The order of your cables is also rather important. On most mountain bikes, your front brake would usually go the furthest in front. Your front brake housing is static and will not be affected by steering input. By having this one all the way in front it should never pull or push on any of the other cables. Next in line would generally be the rear brake. The rear brake (when mounted on the right side) will generally have to come across your head tube and run down the left side of your bike. Because of the housing running across the front of your bike it is typically going to be a tad longer than your derailleur housing which is why you would want to have it in front of your derailleurs. Once again this is to prevent any pushing or pulling on any other cables. For people that run their brakes “moto style” (rear brake on the left side) you do not have to worry about running the brake across the head tube and would just run it straight down the left side of your frame. You would still however want to make sure you cut everything to leave enough slack to move your bars freely. Lastly and closest to the rider, front to rear, you run your derailleur cables. The proper routing is completely dependent on your frame and how the frame is designed. For a cleaner look, a lot of bikes work well running your derailleur cable down the same side of the bike that the shifter is located on. This allows for you to use a little less housing and still keep things tucked up and clean. There are some bikes out there that have the derailleur housing running to the opposite side of the frame, the problem with this is that you will have to at some point cross the cables to allow your rear shifter to meet up with the rear derailleur. Crossing the cables can look really cool and presentable, however, if not done properly it can add a lot of friction.

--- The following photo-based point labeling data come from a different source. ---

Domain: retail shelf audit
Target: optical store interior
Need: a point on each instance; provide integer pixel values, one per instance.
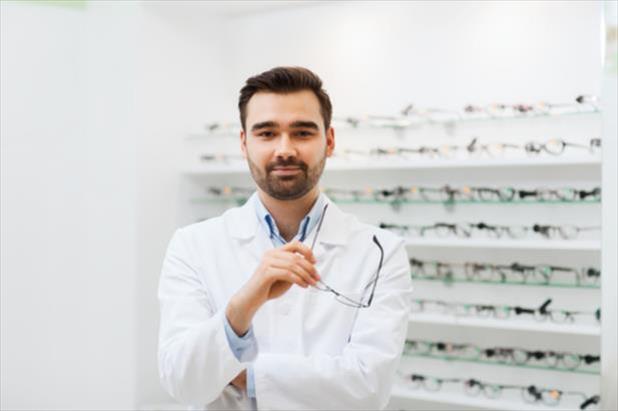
(483, 133)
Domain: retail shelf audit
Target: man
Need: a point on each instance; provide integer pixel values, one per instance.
(285, 302)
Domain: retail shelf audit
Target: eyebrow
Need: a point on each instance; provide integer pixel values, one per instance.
(296, 124)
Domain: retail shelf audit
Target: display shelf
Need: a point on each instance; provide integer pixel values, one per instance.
(558, 245)
(505, 364)
(401, 392)
(170, 406)
(508, 324)
(399, 164)
(240, 200)
(506, 283)
(402, 123)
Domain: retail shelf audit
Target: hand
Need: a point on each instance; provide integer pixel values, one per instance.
(279, 269)
(240, 381)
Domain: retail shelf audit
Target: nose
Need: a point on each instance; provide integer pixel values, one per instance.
(285, 149)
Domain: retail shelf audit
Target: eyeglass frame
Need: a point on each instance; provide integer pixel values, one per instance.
(341, 298)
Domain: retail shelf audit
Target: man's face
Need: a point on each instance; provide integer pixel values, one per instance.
(285, 143)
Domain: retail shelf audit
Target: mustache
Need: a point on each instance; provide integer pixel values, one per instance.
(287, 163)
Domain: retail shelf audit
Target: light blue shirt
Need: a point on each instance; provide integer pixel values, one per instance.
(245, 348)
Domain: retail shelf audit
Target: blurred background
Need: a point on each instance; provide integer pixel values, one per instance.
(106, 107)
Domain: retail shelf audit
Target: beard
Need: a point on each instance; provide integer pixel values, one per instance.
(287, 187)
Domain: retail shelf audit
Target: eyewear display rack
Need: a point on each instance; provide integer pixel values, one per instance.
(577, 168)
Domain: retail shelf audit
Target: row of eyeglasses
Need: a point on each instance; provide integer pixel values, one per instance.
(442, 194)
(468, 230)
(502, 355)
(474, 149)
(412, 115)
(474, 387)
(514, 273)
(448, 194)
(502, 312)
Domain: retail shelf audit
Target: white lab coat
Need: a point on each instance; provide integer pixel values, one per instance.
(314, 352)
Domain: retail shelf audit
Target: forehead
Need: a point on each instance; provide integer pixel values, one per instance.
(283, 108)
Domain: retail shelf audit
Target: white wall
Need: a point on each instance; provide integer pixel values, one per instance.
(378, 58)
(68, 208)
(179, 84)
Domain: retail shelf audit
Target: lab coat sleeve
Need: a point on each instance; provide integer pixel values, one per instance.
(195, 359)
(362, 376)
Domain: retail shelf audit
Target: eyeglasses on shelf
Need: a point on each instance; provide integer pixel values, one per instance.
(501, 312)
(514, 273)
(468, 230)
(439, 194)
(500, 355)
(474, 387)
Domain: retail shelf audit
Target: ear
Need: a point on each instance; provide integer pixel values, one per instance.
(243, 143)
(330, 141)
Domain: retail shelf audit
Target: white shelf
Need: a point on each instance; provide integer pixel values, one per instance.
(507, 324)
(401, 392)
(413, 164)
(575, 245)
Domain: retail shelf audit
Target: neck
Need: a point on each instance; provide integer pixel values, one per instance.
(289, 213)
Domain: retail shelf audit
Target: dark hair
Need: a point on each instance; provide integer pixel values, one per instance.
(285, 80)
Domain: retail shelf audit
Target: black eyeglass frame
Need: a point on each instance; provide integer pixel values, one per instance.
(343, 299)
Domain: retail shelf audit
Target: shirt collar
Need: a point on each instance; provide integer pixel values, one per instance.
(306, 225)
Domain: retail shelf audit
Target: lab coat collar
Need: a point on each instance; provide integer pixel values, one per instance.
(244, 224)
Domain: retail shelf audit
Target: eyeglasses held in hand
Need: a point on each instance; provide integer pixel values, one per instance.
(370, 287)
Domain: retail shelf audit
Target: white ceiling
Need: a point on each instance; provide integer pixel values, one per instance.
(222, 8)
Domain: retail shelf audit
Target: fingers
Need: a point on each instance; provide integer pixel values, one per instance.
(297, 265)
(298, 247)
(287, 276)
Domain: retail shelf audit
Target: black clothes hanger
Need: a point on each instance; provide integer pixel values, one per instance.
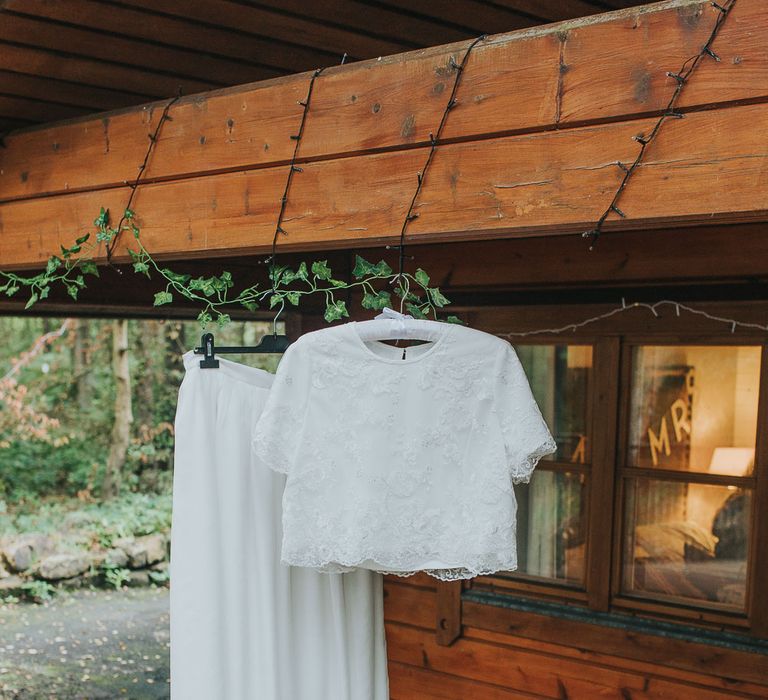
(268, 344)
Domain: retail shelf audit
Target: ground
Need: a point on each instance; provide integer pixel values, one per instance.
(89, 644)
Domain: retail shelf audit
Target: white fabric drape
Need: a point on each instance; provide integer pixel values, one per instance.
(243, 625)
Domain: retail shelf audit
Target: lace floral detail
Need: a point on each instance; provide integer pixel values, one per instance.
(401, 467)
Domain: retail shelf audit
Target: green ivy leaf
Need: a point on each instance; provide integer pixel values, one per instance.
(321, 270)
(89, 268)
(54, 264)
(288, 276)
(415, 310)
(276, 273)
(376, 301)
(102, 219)
(335, 310)
(437, 297)
(382, 269)
(175, 276)
(163, 298)
(422, 278)
(362, 268)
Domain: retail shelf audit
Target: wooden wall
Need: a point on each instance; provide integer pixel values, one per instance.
(489, 665)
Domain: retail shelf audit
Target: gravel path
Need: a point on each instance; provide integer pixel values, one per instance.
(87, 645)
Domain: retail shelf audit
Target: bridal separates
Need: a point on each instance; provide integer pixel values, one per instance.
(245, 626)
(402, 459)
(294, 493)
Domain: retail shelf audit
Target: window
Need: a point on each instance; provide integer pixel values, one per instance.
(551, 508)
(649, 504)
(693, 409)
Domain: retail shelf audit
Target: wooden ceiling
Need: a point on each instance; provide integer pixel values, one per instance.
(65, 58)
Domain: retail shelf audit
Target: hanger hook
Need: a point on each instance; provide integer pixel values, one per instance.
(274, 320)
(406, 289)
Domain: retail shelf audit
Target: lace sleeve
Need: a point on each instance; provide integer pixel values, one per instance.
(526, 436)
(274, 436)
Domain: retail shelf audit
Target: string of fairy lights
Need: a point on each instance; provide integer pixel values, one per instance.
(681, 78)
(653, 308)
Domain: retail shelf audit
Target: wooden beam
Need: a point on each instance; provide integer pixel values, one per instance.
(709, 166)
(608, 67)
(219, 169)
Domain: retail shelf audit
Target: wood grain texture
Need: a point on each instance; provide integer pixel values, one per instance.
(611, 67)
(710, 166)
(448, 613)
(512, 667)
(690, 656)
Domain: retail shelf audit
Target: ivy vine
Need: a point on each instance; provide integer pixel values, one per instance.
(216, 295)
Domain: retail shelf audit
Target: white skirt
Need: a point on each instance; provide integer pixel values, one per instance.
(244, 625)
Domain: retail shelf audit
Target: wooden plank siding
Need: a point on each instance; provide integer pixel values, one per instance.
(501, 665)
(543, 115)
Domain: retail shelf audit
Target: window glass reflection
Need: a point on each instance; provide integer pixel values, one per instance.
(550, 526)
(694, 408)
(560, 376)
(686, 541)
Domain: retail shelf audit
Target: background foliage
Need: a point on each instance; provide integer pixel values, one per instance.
(57, 411)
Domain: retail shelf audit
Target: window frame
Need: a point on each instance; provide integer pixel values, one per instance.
(607, 474)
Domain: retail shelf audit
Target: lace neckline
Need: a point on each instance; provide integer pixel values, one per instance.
(395, 353)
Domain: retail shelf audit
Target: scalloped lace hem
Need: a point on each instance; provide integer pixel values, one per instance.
(521, 471)
(443, 574)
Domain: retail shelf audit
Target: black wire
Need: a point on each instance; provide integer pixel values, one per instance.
(669, 112)
(142, 169)
(291, 170)
(434, 141)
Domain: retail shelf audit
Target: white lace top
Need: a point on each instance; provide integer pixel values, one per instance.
(401, 465)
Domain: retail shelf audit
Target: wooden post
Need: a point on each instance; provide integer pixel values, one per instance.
(448, 628)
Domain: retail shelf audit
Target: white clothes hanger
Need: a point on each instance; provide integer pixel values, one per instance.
(392, 325)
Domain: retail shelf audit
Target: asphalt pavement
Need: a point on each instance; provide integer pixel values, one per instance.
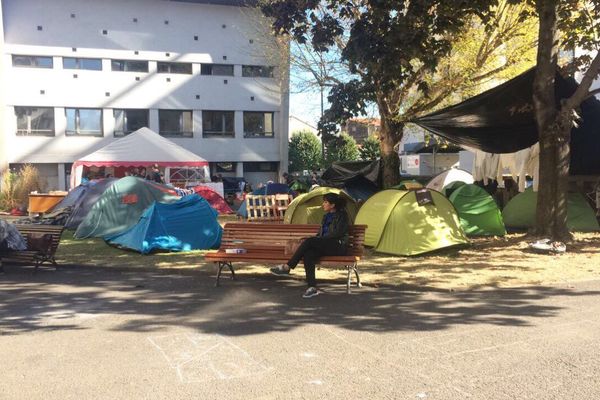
(87, 333)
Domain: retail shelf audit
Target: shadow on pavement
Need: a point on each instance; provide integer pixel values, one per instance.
(253, 304)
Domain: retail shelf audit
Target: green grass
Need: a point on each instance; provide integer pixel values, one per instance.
(96, 252)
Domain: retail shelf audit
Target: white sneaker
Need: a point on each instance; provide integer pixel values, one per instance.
(280, 270)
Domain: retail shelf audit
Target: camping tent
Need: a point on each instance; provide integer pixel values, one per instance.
(398, 225)
(214, 199)
(187, 224)
(121, 206)
(141, 148)
(442, 179)
(306, 208)
(501, 120)
(478, 212)
(519, 212)
(269, 188)
(92, 191)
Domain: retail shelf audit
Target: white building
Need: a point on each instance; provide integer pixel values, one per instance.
(79, 74)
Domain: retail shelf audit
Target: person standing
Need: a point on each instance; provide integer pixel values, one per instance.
(332, 240)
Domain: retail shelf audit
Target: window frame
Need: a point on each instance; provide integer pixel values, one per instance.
(223, 132)
(125, 63)
(270, 71)
(77, 131)
(32, 57)
(78, 65)
(34, 132)
(170, 64)
(204, 67)
(125, 132)
(260, 135)
(181, 133)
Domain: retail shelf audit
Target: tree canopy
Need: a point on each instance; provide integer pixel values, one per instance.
(304, 151)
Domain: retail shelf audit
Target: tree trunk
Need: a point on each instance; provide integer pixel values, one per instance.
(554, 129)
(391, 134)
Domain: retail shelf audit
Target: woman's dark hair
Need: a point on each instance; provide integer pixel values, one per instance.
(338, 201)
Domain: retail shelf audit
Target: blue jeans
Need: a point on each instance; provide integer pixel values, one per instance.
(311, 250)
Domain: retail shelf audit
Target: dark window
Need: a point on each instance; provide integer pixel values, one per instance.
(129, 65)
(258, 124)
(261, 166)
(175, 123)
(32, 61)
(174, 68)
(217, 123)
(216, 69)
(92, 64)
(84, 121)
(35, 121)
(257, 71)
(127, 121)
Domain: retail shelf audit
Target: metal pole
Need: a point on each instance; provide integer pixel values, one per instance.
(322, 139)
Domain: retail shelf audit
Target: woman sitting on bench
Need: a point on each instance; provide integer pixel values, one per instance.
(332, 240)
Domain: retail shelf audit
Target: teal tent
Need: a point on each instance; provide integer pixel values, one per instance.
(478, 212)
(121, 206)
(519, 212)
(188, 224)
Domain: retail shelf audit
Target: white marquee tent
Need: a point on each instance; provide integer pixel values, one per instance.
(142, 148)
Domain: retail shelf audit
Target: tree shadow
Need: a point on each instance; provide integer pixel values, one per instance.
(152, 301)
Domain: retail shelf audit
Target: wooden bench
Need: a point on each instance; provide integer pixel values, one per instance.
(265, 244)
(34, 257)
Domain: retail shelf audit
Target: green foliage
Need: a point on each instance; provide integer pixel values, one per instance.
(342, 148)
(304, 151)
(370, 149)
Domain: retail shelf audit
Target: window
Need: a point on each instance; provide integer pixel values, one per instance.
(174, 68)
(84, 121)
(32, 61)
(217, 123)
(216, 69)
(271, 166)
(35, 121)
(258, 124)
(175, 123)
(129, 65)
(257, 71)
(93, 64)
(127, 121)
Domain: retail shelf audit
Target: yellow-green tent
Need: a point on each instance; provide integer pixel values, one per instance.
(306, 208)
(398, 225)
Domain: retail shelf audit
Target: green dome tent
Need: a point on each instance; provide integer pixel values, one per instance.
(306, 208)
(122, 205)
(478, 212)
(398, 225)
(519, 212)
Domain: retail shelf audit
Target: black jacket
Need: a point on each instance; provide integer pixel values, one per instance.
(338, 229)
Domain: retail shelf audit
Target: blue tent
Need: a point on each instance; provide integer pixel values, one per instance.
(269, 188)
(187, 224)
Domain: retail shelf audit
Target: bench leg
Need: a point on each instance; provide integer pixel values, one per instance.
(221, 266)
(349, 268)
(355, 268)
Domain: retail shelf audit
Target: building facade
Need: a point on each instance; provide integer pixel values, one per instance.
(79, 74)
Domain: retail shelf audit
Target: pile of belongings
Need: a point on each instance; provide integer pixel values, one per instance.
(10, 238)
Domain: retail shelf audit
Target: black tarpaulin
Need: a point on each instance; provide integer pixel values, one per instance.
(501, 120)
(341, 172)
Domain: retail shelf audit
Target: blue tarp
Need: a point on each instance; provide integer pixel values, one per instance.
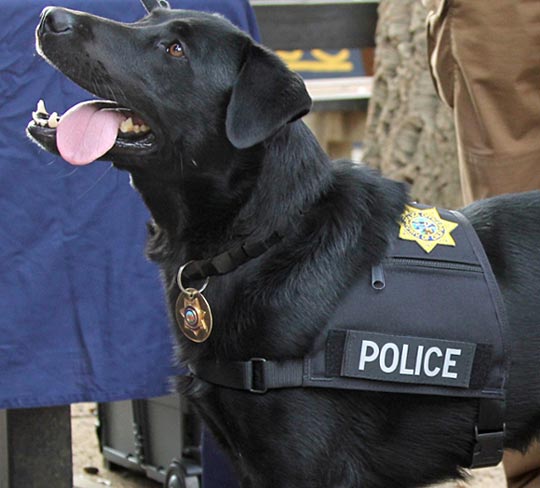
(82, 315)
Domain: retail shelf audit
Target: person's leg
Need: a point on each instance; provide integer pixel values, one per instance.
(523, 471)
(485, 61)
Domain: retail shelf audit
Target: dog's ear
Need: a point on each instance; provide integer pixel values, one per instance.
(265, 97)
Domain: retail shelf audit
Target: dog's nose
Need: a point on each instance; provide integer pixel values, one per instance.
(57, 20)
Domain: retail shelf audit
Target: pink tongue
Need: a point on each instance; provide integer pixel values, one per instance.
(86, 133)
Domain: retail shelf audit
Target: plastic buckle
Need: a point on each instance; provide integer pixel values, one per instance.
(257, 378)
(488, 448)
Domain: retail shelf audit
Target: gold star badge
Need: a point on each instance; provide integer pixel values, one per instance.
(426, 227)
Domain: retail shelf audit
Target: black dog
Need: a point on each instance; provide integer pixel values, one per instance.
(220, 158)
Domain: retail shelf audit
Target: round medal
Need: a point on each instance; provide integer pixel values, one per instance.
(193, 315)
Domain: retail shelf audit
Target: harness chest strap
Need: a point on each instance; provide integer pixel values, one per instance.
(437, 302)
(259, 375)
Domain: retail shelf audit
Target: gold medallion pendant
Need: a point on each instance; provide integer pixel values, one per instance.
(192, 311)
(193, 315)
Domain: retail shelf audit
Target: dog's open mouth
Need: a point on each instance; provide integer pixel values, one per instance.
(92, 130)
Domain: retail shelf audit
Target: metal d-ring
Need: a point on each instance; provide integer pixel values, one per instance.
(189, 291)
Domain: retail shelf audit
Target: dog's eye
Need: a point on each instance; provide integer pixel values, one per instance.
(176, 50)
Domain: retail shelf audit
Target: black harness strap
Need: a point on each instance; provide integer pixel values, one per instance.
(230, 260)
(150, 5)
(257, 375)
(489, 433)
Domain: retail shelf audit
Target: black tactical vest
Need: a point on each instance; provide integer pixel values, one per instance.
(429, 319)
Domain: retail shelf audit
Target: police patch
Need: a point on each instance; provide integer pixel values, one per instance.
(405, 359)
(426, 227)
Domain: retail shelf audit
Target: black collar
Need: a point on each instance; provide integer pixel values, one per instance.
(150, 5)
(230, 260)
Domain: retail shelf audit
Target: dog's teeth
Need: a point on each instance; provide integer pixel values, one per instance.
(53, 120)
(127, 125)
(41, 108)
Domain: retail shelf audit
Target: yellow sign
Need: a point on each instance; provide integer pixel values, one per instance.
(426, 227)
(322, 61)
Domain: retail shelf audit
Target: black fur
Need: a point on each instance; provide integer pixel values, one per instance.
(230, 162)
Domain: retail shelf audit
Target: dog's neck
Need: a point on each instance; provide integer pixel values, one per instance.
(245, 194)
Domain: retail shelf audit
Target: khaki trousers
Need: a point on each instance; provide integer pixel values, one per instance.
(484, 57)
(485, 62)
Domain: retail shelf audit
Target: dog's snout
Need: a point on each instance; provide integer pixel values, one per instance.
(57, 21)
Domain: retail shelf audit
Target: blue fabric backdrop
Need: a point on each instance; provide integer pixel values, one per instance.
(82, 316)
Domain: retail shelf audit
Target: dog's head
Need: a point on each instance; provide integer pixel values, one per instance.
(174, 82)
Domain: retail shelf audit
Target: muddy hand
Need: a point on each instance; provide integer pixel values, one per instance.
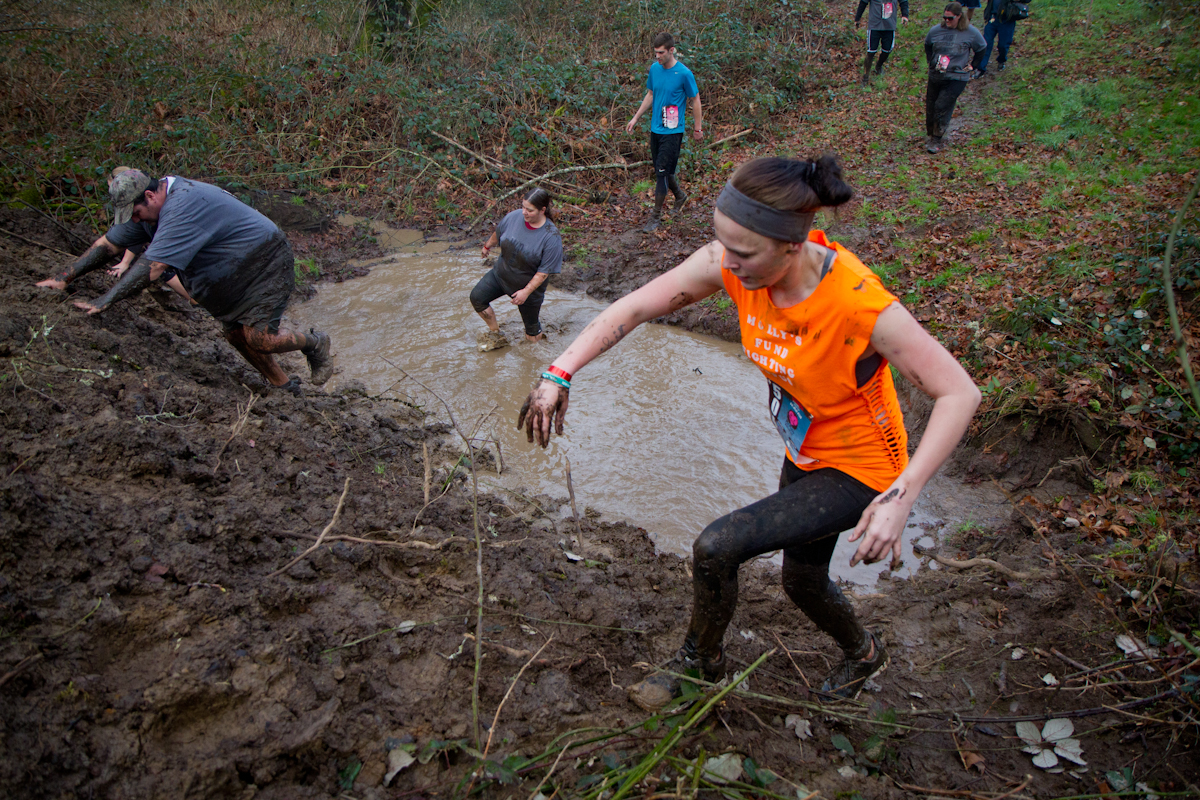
(547, 402)
(881, 527)
(89, 307)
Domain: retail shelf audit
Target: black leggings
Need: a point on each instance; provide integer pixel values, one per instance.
(490, 289)
(803, 519)
(941, 95)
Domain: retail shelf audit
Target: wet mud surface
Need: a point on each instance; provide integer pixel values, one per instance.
(150, 647)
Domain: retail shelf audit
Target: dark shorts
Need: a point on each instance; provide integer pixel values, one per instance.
(665, 151)
(490, 289)
(263, 298)
(877, 38)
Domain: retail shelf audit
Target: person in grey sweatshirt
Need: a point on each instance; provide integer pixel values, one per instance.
(881, 30)
(949, 49)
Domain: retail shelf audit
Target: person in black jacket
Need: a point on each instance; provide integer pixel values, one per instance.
(996, 16)
(881, 30)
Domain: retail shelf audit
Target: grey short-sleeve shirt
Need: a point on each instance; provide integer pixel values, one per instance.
(525, 252)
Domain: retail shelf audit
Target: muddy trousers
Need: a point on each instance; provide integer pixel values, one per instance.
(803, 519)
(941, 95)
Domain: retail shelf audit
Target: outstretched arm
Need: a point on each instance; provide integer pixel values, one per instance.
(136, 278)
(929, 366)
(695, 278)
(641, 109)
(97, 256)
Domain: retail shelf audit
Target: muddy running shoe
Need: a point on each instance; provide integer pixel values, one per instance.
(849, 679)
(317, 353)
(492, 341)
(653, 693)
(292, 386)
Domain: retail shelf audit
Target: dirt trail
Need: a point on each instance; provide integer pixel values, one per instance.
(148, 651)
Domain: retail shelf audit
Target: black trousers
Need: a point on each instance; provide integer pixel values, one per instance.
(803, 519)
(941, 95)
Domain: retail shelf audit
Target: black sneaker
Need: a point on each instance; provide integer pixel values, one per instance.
(657, 691)
(849, 679)
(317, 353)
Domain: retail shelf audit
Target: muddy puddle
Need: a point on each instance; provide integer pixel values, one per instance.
(669, 431)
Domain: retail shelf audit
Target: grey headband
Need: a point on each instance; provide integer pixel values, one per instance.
(761, 218)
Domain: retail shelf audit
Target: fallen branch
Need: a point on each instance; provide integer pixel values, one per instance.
(484, 160)
(35, 244)
(551, 174)
(977, 561)
(337, 513)
(504, 699)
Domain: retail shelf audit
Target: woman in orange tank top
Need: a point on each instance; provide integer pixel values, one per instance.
(823, 330)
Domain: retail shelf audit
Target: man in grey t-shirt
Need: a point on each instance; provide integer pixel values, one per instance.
(231, 258)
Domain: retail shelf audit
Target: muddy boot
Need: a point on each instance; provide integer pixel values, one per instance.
(292, 386)
(492, 341)
(657, 691)
(883, 56)
(317, 352)
(847, 680)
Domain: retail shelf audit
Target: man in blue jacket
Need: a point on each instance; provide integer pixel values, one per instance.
(670, 86)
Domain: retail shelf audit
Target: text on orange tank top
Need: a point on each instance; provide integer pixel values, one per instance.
(810, 350)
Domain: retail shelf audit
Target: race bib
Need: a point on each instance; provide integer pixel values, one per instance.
(790, 417)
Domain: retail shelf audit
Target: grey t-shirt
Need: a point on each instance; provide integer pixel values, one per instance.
(949, 50)
(525, 252)
(211, 238)
(882, 14)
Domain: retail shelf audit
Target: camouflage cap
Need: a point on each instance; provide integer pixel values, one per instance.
(125, 190)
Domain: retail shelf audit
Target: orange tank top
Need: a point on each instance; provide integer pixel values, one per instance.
(810, 349)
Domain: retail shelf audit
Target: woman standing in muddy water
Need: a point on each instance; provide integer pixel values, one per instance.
(531, 251)
(823, 331)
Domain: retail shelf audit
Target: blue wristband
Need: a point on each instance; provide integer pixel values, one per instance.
(555, 379)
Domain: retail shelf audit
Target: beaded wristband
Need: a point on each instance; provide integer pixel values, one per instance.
(555, 379)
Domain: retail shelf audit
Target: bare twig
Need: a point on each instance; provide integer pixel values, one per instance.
(575, 512)
(35, 244)
(496, 717)
(1181, 347)
(425, 451)
(243, 417)
(337, 513)
(484, 160)
(550, 174)
(729, 138)
(977, 561)
(29, 661)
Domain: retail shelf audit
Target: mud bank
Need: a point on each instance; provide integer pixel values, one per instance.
(149, 648)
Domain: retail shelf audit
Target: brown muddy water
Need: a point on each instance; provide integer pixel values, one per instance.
(667, 431)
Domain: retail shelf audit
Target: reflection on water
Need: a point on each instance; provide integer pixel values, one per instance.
(667, 431)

So now that you have a couple of tips and pointers, you can start working towards a more pro looking, and functioning set up on your steed. You can also appreciate some of the long term benefits. You will not have to replace cables and housing as often and hopefully you can avoid any busted hydraulic lines allowing you to spend more time on the trail and less time wrenching. You can also keep your frame looking better because the proper length of housing is less likely to rub the paint off of your bike. Frame wear still can happen, however, you will be more prepared to address the issue so it does not keep rubbing in the same area. Hopefully if you made it all the way to the end of this post, you will find these tips to be helpful in the future, and can get your bike ready to roll smoother than ever on your next adventure.